Malnutrition in the elderly is a major concern because it can cause adverse outcomes. Malnutrition impacts morbidity, mortality, hospital length of stay, functional disabilities, and physical complications. Malnutrition can cause increased infection, electrolyte imbalances, altered skin integrity, anemia, weakness, and fatigue (Furman, 2006). Loss of appetite and unintentional weight loss are two of the most obvious signs of malnutrition. Other signs include, dull and dry hair, conjunctival dryness, receding gums, mental confusion, sensory loss and motor weakness. 

As the research statistics indicate, not only is malnutrition prevalent in the elderly, it is also frequently misdiagnosed or unrecognized. Many nurses and other health care professionals are not properly screening or assessing malnutrition in the elderly (Furman, 2006). 

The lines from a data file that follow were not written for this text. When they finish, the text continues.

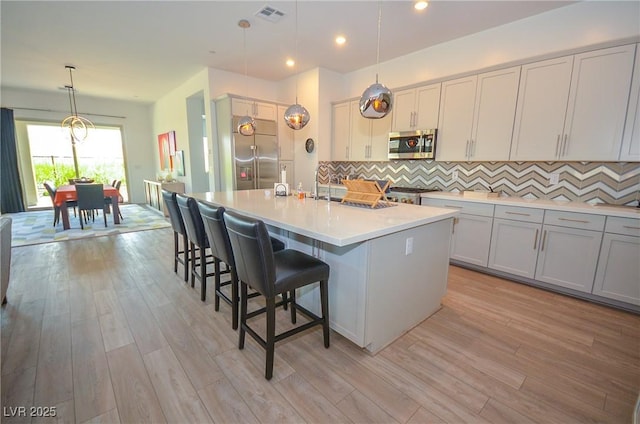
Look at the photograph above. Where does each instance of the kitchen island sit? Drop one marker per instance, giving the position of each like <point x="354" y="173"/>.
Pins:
<point x="389" y="266"/>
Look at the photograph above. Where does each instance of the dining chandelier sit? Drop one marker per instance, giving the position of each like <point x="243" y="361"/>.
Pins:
<point x="78" y="126"/>
<point x="296" y="116"/>
<point x="246" y="124"/>
<point x="376" y="101"/>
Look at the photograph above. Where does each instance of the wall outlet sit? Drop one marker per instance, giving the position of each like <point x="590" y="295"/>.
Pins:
<point x="408" y="246"/>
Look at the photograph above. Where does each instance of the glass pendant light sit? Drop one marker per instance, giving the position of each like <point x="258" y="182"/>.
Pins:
<point x="78" y="125"/>
<point x="296" y="116"/>
<point x="376" y="101"/>
<point x="246" y="125"/>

In “Recognition by medical and nursing professionals of malnutrition and risk of malnutrition in elderly hospitalised patients”, Adams, Bowie, Simmance, Murray and Crowe developed a study that examined the level of recognition of nutrition risk factors and malnutrition in the elderly (over the age of 70) by health care professionals. The article also studied the views held by health care professionals involving those risk factors that they believed impacted malnutrition and treatment options (Adams et al., 2008). This study found that 97% of these patients were either malnourished or at risk for malnutrition, however only 19% were recognized by healthcare professionals as malnourished or at risk and only 7% of those identified were referred to the dietician. Fifty-three patients experienced a loss of appetite, yet only 9% were referred to a dietician. The study also noted that only 3 of the 100 patients had their body weight documented in their medical record. From the questionnaire, the researchers found that the doctors and nurses demonstrated deficient knowledge of malnutrition risk factors such as loss of appetite or unintentional weight loss (Adams et al., 2008).